La evaluación se llevó a cabo durante las clases de EF al comienzo y al final del programa de intervención (pre-intervención y post-intervención, respectivamente). Cada evaluación fue realizada por los mismos evaluadores (primer y tercer autor), instrumentos y condiciones. Además, antes de comenzar el estudio se recogieron los datos sociodemográficos (es decir, edad, género y curso) de los informes del centro educativo y las medidas antropométricas. A continuación, se detalla el procedimiento de medida seguido con cada variable.

Antropometría. Las medidas antropométricas de los adolescentes fueron registradas siguiendo los Estándares Internacionales para la Evaluación Antropométrica (Stewart, Marfell-Jones, Olds, y De Ridder, 2011). En primer lugar, se midieron la masa corporal (Seca, Ltd., Hamburg, Alemania; precisión = 0,1 kg) y la talla de los participantes (Holtain Ltd., Crymmych, Pembs, Reino Unido; precisión = 0,1 cm) en pantalones cortos, camiseta y pies descalzos. Se realizaron dos mediciones de la masa corporal y la talla para posteriormente calcular el promedio de cada una de ellas. Posteriormente, se calculó el índice de masa corporal como la masa corporal (en kilogramos) dividida por la talla al cuadrado (en metros).

Deportividad. La deportividad del alumnado se evaluó mediante el cuestionario CMD de Iturbide-Luquin y Elosua-Oliden (2017). Este cuestionario evalúa las orientaciones del alumnado hacia las diferentes categorías subyacentes del constructo de la deportividad como ideal de conducta ética. Este cuestionario posee un total de 21 ítems divididos en cinco dimensiones: (a) disfrute (por ejemplo, “Practico deporte porque me gusta”); (b) respeto (por ejemplo, “Muestro respeto hacia los árbitros”); (c) compromiso (por ejemplo, “Busco remedios para mejorar mis puntos débiles”); (d) juego limpio (por ejemplo, “Cuando el otro equipo juega duro, yo también lo hago”), y (e) participación (por ejemplo, “No me importa el resultado de la competición”). Todas las dimensiones poseen cuatro ítems, excepto la dimensión de disfrute que consta de cinco ítems. Los ítems estaban precedidos por la frase introductoria: “Respecto a tu comportamiento en el deporte…”. La escala se adaptó a las calificaciones realizadas con estudiantes españoles con una escala tipo Likert que iba de 0 (“Totalmente en desacuerdo”) a 10 (“Totalmente de acuerdo”) (Viciana, Casado-Robles, Pérez-Macías, y Mayorga-Vega, 2020)
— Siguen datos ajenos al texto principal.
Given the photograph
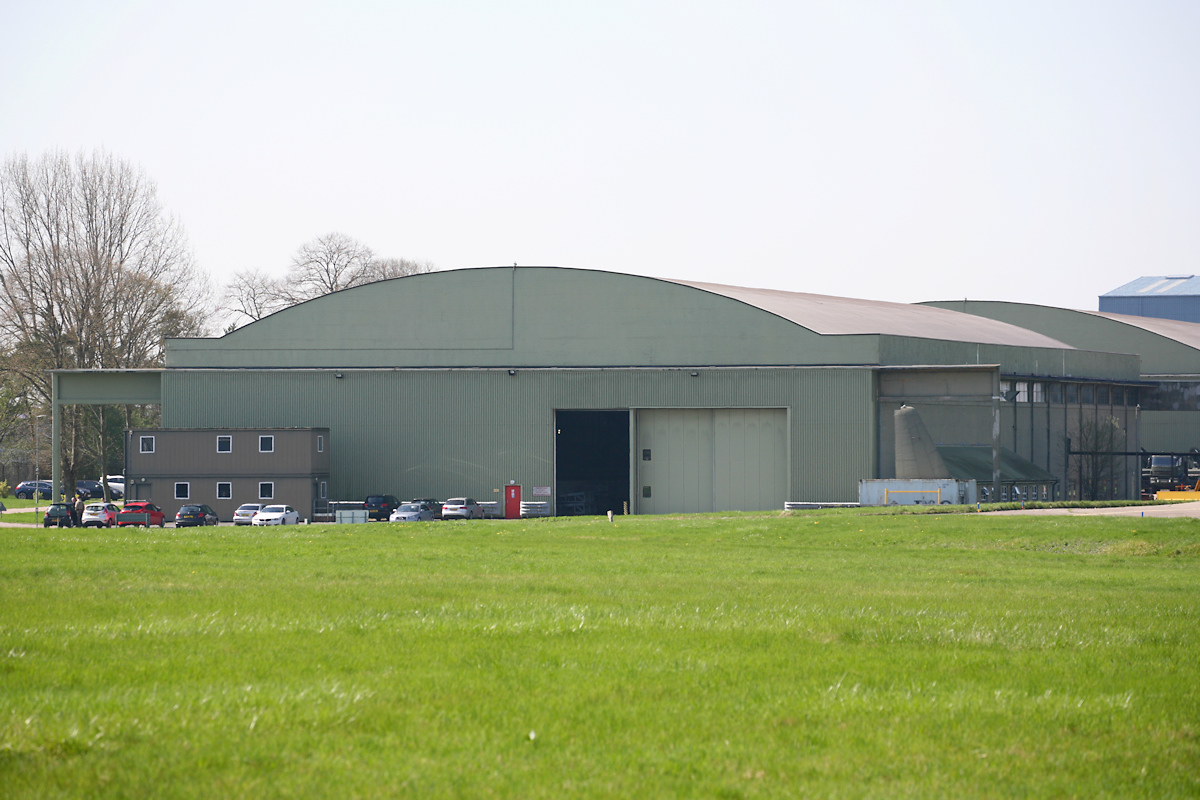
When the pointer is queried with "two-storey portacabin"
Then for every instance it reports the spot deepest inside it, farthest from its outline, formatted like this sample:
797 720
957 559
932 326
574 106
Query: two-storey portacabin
226 468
Actividad física habitual percibida. La AF habitual percibida de los participantes se evaluó mediante el cuestionario PACE (Physician-based Assesment and Counseling for Exercise), en su versión adaptada y validada al contexto español para adolescentes por Martínez-Gómez y col. (2009). Este cuestionario valora con dos preguntas cuántos días en la última semana y en una semana habitual el adolescente realiza al menos 60 min de AF (por ejemplo, “En los últimos siete días, ¿cuántos días hiciste AF 60 minutos o más?”). Las dos preguntas estaban precedidas por la frase introductoria: “A continuación te preguntamos sobre tus hábitos de AF…”. Los estudiantes debían responder en una escala que iba desde 0 hasta 7 días. La versión española del cuestionario en adolescentes ha demostrado una correlación estadísticamente significativa con la AF habitual medida con acelerometría (r = 0,43) y una adecuada fiabilidad test-retest (CCI = 0,77) (Martínez-Gómez y col., 2009).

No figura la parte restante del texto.